I know so many people in their 20s, including myself, who are experiencing something now known as a quarter-life crisis. I haven’t decided if it’s more or less chaotic than a mid-life crisis but it doesn’t involve a Corvette and does involve a dog from time to time.
In my book that makes it more chaotic. Corvettes don’t bark.
I had never heard of it till very recently but it seemed legitimate and exactly accurate to what I was experiencing. I’ve been trying to decide why the quarter-life crisis happens and how it starts.
I think it stems from trying to claim a definition of adulthood.
We realize we don’t have safety nets anymore and we have to adapt. We have to be the grown ups.
For me, it seems like a sense of defining oneself that cannot happen until we are free of structures such as school and home life. My quarter-life crisis kicked off when I realized my impending post-college freedom and responsibility. It’s being out in the void and learning how to live on our own without feeling like we need to meet someone else’s expectations of us.

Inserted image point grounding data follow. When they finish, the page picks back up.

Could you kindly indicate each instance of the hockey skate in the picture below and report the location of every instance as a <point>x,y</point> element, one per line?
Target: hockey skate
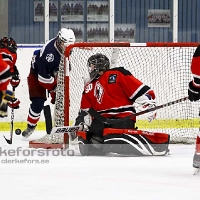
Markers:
<point>27,132</point>
<point>196,163</point>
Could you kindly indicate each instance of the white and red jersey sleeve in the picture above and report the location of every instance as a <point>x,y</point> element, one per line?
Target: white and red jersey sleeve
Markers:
<point>195,68</point>
<point>113,93</point>
<point>9,58</point>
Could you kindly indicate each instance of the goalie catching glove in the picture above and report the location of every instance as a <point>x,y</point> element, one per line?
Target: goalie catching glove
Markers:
<point>146,102</point>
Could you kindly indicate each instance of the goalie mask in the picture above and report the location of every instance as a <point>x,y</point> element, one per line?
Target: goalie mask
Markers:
<point>65,37</point>
<point>96,64</point>
<point>8,43</point>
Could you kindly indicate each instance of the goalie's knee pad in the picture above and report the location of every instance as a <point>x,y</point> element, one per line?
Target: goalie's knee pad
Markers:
<point>94,146</point>
<point>135,142</point>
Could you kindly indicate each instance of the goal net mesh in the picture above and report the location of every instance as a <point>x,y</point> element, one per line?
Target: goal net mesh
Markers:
<point>165,68</point>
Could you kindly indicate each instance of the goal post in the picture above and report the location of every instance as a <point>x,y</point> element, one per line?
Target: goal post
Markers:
<point>165,67</point>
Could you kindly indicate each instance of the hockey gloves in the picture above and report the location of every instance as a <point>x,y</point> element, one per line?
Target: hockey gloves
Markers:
<point>14,103</point>
<point>193,92</point>
<point>146,102</point>
<point>15,77</point>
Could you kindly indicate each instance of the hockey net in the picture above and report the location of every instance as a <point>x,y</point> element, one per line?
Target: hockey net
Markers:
<point>165,67</point>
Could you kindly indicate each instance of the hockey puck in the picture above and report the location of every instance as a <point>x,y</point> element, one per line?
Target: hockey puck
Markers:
<point>18,131</point>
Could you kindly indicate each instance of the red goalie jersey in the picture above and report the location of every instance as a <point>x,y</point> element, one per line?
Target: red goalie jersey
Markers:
<point>195,68</point>
<point>113,93</point>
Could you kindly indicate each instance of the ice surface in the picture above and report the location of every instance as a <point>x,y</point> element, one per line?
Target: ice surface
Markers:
<point>95,177</point>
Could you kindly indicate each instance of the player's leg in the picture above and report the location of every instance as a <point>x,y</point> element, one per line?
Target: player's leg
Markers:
<point>35,109</point>
<point>91,142</point>
<point>37,95</point>
<point>196,158</point>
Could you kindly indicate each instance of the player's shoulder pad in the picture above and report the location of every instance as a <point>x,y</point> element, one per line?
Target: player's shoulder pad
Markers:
<point>121,70</point>
<point>197,52</point>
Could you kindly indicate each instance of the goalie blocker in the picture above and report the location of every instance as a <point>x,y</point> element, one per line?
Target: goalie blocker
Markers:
<point>127,142</point>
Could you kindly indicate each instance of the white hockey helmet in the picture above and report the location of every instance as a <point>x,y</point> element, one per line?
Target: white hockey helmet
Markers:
<point>65,37</point>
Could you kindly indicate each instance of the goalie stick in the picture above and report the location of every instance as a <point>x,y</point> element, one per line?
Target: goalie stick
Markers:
<point>197,170</point>
<point>48,118</point>
<point>9,141</point>
<point>95,114</point>
<point>99,117</point>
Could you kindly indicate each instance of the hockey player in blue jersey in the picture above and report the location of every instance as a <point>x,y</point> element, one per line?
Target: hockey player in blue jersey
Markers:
<point>42,76</point>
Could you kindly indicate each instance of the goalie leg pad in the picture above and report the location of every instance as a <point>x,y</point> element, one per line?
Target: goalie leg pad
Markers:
<point>135,142</point>
<point>92,145</point>
<point>35,89</point>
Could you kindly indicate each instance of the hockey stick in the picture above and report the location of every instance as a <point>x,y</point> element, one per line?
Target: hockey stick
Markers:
<point>48,118</point>
<point>99,117</point>
<point>9,141</point>
<point>95,114</point>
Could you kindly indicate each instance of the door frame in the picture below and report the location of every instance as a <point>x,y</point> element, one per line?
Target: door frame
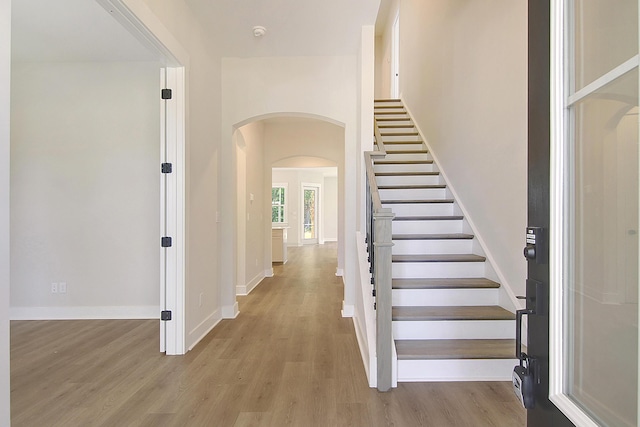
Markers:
<point>559,160</point>
<point>136,18</point>
<point>318,218</point>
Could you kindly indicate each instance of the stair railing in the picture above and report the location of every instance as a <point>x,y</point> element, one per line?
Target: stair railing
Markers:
<point>379,248</point>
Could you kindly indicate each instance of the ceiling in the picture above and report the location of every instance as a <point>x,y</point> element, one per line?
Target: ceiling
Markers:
<point>294,27</point>
<point>70,31</point>
<point>81,30</point>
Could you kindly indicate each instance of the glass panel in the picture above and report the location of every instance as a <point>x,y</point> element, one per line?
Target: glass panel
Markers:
<point>605,34</point>
<point>309,213</point>
<point>602,286</point>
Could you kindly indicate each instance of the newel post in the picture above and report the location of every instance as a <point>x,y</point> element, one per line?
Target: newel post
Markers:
<point>382,273</point>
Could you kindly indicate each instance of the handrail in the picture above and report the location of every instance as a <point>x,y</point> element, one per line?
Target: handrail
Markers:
<point>379,245</point>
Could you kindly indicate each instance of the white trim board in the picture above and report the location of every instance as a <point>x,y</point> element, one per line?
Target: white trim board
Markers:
<point>85,312</point>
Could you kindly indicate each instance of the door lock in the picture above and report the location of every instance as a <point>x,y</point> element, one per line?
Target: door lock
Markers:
<point>535,249</point>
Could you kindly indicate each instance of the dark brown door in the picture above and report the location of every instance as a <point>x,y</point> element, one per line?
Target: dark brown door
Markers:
<point>544,413</point>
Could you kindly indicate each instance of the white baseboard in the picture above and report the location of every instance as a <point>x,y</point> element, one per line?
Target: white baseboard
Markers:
<point>230,311</point>
<point>203,329</point>
<point>84,312</point>
<point>246,289</point>
<point>348,310</point>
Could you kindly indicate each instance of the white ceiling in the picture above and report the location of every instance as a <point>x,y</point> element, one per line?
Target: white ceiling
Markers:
<point>70,31</point>
<point>294,27</point>
<point>81,30</point>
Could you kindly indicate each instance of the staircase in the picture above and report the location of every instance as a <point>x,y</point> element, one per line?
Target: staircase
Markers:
<point>447,325</point>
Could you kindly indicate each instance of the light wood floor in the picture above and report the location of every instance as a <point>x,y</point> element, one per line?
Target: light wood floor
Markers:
<point>288,359</point>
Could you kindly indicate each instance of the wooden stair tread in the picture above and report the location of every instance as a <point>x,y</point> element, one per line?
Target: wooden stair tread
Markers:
<point>423,151</point>
<point>399,133</point>
<point>401,142</point>
<point>416,201</point>
<point>407,173</point>
<point>440,313</point>
<point>445,283</point>
<point>447,236</point>
<point>403,162</point>
<point>438,258</point>
<point>411,187</point>
<point>455,349</point>
<point>429,218</point>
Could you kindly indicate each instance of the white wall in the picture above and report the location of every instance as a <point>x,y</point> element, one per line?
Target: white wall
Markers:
<point>330,209</point>
<point>464,78</point>
<point>254,217</point>
<point>321,87</point>
<point>85,192</point>
<point>5,85</point>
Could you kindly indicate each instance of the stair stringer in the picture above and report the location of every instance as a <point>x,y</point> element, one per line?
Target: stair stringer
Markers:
<point>507,298</point>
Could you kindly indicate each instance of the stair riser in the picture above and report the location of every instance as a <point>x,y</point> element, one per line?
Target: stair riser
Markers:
<point>409,180</point>
<point>454,329</point>
<point>416,270</point>
<point>445,297</point>
<point>455,370</point>
<point>449,246</point>
<point>426,167</point>
<point>413,194</point>
<point>427,227</point>
<point>423,209</point>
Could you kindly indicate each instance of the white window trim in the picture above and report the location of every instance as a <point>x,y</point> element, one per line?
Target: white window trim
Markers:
<point>286,199</point>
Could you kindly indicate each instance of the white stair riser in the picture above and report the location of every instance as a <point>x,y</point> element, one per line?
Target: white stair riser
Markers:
<point>456,370</point>
<point>427,227</point>
<point>444,246</point>
<point>445,297</point>
<point>422,167</point>
<point>417,270</point>
<point>422,209</point>
<point>454,330</point>
<point>409,180</point>
<point>413,194</point>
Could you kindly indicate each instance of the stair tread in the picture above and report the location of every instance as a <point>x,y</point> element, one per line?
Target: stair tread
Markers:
<point>406,173</point>
<point>446,236</point>
<point>411,187</point>
<point>439,313</point>
<point>415,201</point>
<point>455,349</point>
<point>401,142</point>
<point>429,218</point>
<point>438,258</point>
<point>422,151</point>
<point>403,162</point>
<point>445,283</point>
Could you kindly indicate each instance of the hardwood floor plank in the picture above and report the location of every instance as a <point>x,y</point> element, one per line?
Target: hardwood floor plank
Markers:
<point>289,358</point>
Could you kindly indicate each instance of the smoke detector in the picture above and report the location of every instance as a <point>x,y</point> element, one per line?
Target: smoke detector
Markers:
<point>259,31</point>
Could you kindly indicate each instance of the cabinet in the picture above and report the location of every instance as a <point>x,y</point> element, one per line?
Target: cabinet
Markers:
<point>279,244</point>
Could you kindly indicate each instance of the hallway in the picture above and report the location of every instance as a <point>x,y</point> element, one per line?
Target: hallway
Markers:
<point>288,359</point>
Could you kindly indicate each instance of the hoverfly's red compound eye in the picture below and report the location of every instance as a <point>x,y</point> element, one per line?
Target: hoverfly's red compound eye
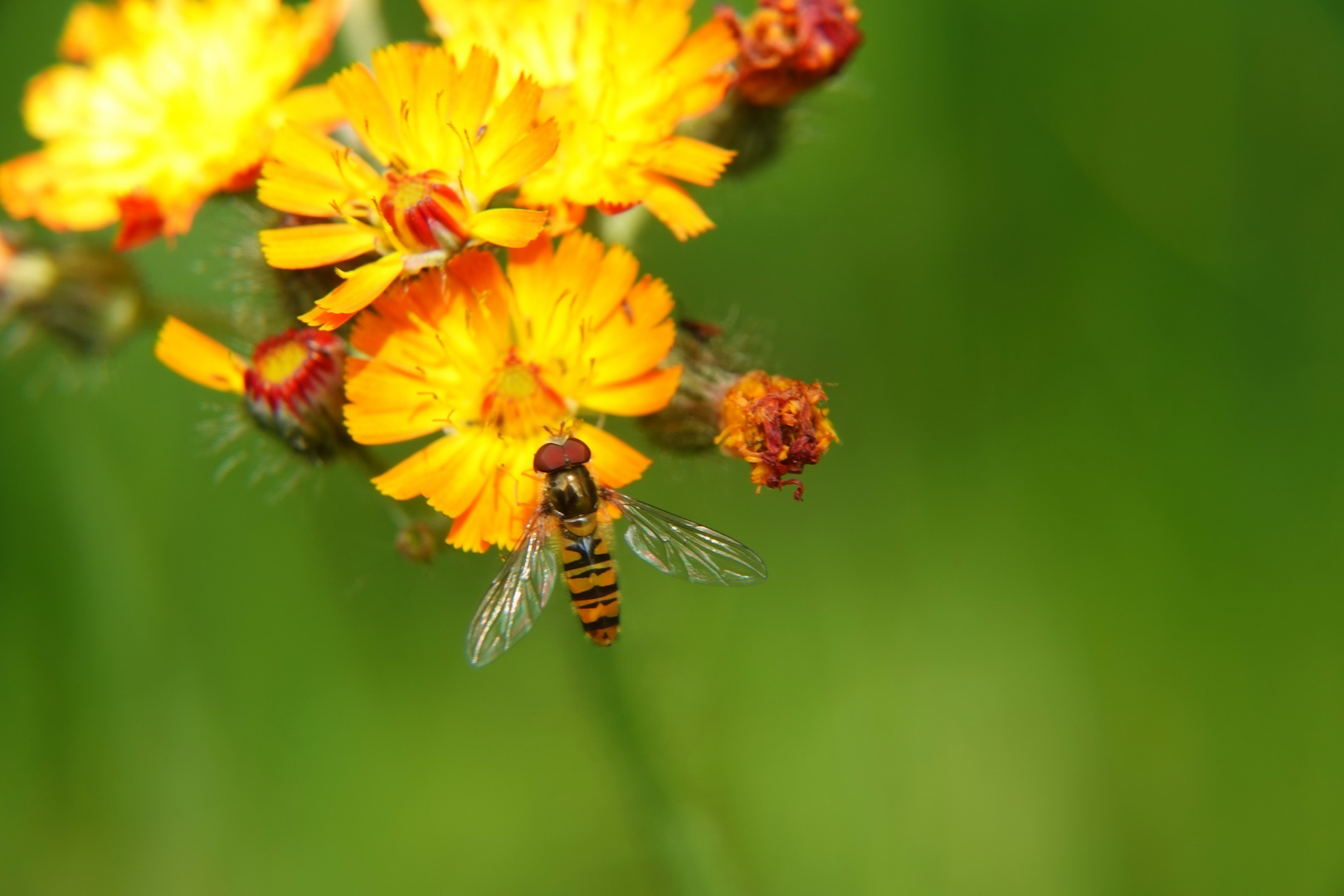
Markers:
<point>548,458</point>
<point>577,451</point>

So what have I learned from my quarter-life crisis?
Life is like a swimming pool and not the kind where you can do a toe test. It’s the kind of pool you have to jump right into. There really isn’t any other choice and knowing you need to jump is really scary. Finally jumping allows you to move on.
I haven’t jumped yet but I think I’m maybe finally ready to.
What do you think? Have you heard of the quarter-life crisis?